Kevin Ward Sr. wants to know Tony Stewart's side of the story.

Ward Sr. spoke with Syracuse.com on Tuesday and said he believed Stewart put his son into the wall before Kevin Ward Jr. climbed from his car to confront Stewart and was struck and killed by Stewart's right-rear tire on Saturday night at a dirt track in upstate New York.

"I think the reason he probably got out of that car is who put him into the wall. He was definitely put into the wall," Ward Sr. told Syracuse.com.

Ward Sr. described his son, 20, as someone who slept with a smile on his face and who loved racing. At age 8, he was already tinkering with motors.

Stewart and Ward were racing in turn two at the Canandaigua Motorsports Park when Stewart moved up in front of Ward and Ward hit the wall. Evidence of contact on the video of the incident is inconclusive at best; it doesn't look like there was any at all, but Stewart did appear to take the line of Ward's away.

"Tony Stewart was the best damn driver by far on the track that night. Why he had to go up as high as he did and hog my son, there's no reason for it," Ward Sr. said.

Thirteen seconds after his car came to a stop, Ward got out of his car and scrambled down the track. The car Stewart was following closely swerved to the left at the last second to miss Ward, who was wearing a black helmet and firesuit to match his car.

"Apparently, Tony Stewart was the only one driving out there who didn't see him," Ward Sr. said.

Ward was attended to on the track and transported to a local hospital, where he was pronounced dead on arrival.
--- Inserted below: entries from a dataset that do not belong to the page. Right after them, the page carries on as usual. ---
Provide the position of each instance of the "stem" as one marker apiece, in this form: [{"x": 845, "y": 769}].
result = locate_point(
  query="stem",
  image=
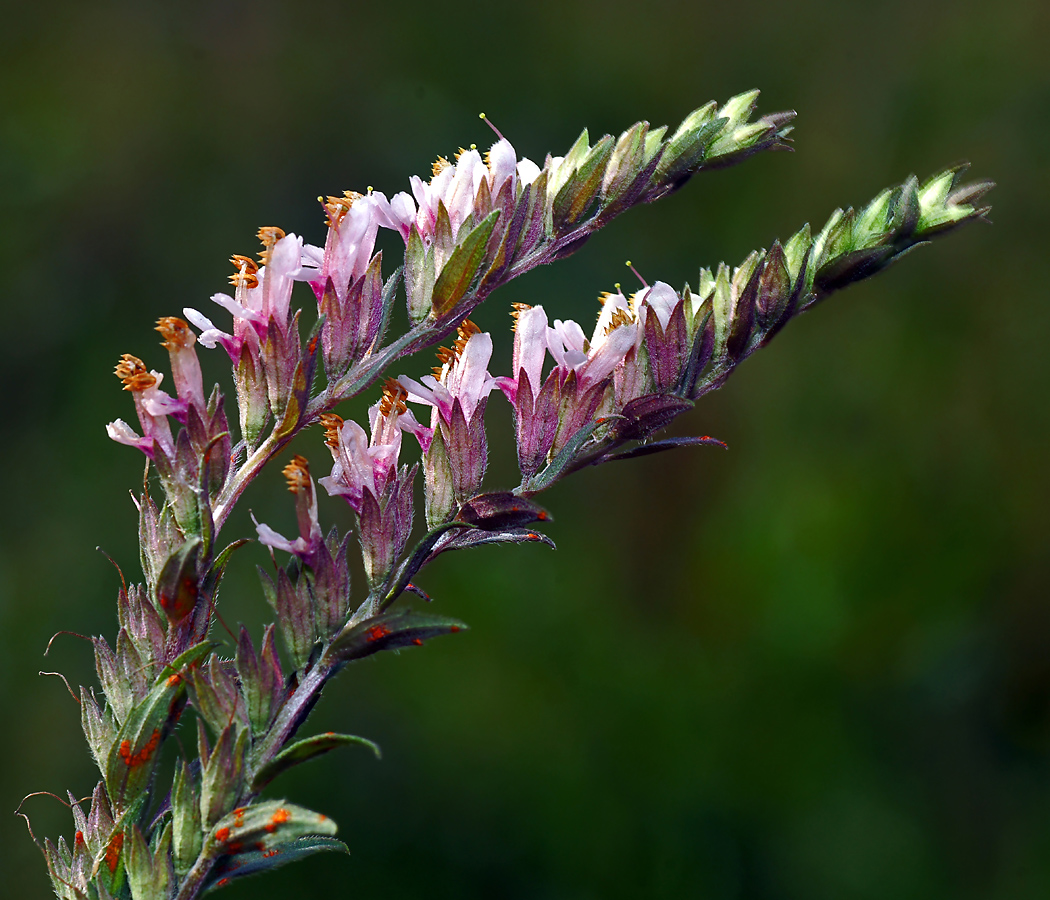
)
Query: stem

Ward Sr. told Syracuse.com that he and his wife were told by their daughter that Ward had died 10 minutes before they got the news from a doctor. The daughter, who wasn't at the track, had read something on Facebook.

When you're racing locally like the Ward family, it's not a lucrative proposition. Ward Sr. said that their team raced for the love of the sport and Ward wanted to race in the World of Outlaws, which is the top level of sprint car racing. Of the 500-some trophies at the family shop, Ward Sr. estimated that 350 were his son's.

Stewart made his way through the sprint car ranks before moving to the IndyCar Series and eventually NASCAR.

Ontario County (N.Y.) Philip Povero has said multiple times that there has been no evidence found so far in the investigation to warrant any criminal charges and said Tuesday that the investigation could take two more weeks. Stewart has spoken and been cooperative with authorities, though what he's said has not become public. Ward Sr. wants to know.

"The one person that knows what happened that night is possibly facing 10 years in prison. Is he going to say what he done?" Ward Sr. said.